My rating: 2 of 5 stars
Is it wrong to stop reading a book because you find all of the characters and situations within unpleasant? I mean, not everybody wants to be stuck on a whaling vessel for months on end in the company of crazy ship captains expounding in purple Shakespearian prose...and yet, upon closing the book, most can say: this meant something to me.
Does this mean I need to stick around in Harry "Rabbit" Angstrom's pre-fab living room amongst chintz and peeling linoleum; stick with him as he shacks up with an 18 year-old prep school escapee with (apparently) no soul; keep sticking around as his 13-year-old son gets drawn into a web of sexual power plays and drugged confessions; and yes, continue to stick around through every possible euphemism for the male member or the female ass?

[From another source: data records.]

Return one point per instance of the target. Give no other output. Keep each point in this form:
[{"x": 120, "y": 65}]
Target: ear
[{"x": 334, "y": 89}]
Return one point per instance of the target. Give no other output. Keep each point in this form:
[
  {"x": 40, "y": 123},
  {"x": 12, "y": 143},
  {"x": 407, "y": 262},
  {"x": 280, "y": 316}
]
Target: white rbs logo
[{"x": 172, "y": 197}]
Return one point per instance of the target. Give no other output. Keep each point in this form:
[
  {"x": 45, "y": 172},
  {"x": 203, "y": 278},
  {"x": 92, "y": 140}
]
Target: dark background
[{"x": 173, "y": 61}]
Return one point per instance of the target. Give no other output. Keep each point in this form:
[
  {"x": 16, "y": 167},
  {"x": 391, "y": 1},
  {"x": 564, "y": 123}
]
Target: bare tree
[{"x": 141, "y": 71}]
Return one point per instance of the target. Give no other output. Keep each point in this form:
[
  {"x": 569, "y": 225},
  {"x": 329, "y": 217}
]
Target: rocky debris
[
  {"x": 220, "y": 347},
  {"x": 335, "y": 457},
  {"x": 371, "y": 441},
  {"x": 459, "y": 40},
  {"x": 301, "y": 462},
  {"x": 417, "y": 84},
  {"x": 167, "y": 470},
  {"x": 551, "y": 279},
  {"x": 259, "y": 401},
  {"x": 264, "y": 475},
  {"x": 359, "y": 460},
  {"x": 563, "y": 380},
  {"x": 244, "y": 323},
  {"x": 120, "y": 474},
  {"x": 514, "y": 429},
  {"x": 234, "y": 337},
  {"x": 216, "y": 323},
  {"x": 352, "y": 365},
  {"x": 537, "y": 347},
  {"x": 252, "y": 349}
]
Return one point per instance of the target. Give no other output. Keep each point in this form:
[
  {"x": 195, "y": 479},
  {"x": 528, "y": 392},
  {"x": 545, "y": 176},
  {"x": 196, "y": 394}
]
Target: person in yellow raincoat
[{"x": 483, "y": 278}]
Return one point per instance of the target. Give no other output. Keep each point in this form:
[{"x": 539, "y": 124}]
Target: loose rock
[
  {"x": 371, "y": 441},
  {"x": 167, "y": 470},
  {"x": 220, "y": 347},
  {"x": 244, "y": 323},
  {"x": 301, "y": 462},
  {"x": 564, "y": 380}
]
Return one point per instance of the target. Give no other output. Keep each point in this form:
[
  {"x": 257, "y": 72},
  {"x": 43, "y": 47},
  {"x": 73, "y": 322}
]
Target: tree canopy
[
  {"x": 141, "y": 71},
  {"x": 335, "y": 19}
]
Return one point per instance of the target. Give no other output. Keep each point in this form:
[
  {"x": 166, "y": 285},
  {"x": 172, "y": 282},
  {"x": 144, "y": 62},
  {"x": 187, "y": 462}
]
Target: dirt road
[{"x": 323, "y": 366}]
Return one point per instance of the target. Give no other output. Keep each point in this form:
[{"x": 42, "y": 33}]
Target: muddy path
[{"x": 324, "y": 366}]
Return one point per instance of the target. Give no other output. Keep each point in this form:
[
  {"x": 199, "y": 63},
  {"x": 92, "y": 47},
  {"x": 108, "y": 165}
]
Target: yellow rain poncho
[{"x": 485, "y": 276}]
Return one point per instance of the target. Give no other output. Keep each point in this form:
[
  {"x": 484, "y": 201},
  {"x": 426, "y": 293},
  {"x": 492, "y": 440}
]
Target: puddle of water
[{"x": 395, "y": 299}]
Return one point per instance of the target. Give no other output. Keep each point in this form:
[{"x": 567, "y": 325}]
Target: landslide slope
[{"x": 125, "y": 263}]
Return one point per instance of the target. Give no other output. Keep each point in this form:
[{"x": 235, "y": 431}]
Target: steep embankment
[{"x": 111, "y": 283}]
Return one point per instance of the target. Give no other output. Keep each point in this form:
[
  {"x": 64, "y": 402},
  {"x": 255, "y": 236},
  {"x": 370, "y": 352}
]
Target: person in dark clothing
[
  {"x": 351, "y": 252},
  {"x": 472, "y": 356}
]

I guess, if I really felt like I needed to know what this period of time felt like for a white, aging, suburban man with his dreams on the skids in the early seventies, then this would be my go-to book. I was right there for Rabbit, Run and Updike's overripe, unhurried prose (oftentimes brilliant, piercing, and precise, too), but after about two thirds of this one, I just wasn't there anymore. In a lot of ways Rabbit Redux seems like an "important" book, but I guess I just didn't like these people, and I didn't want to spend another 100 pages with them. Oh, and the racism and misogyny. I *know* it's true to Rabbit's character. But, still.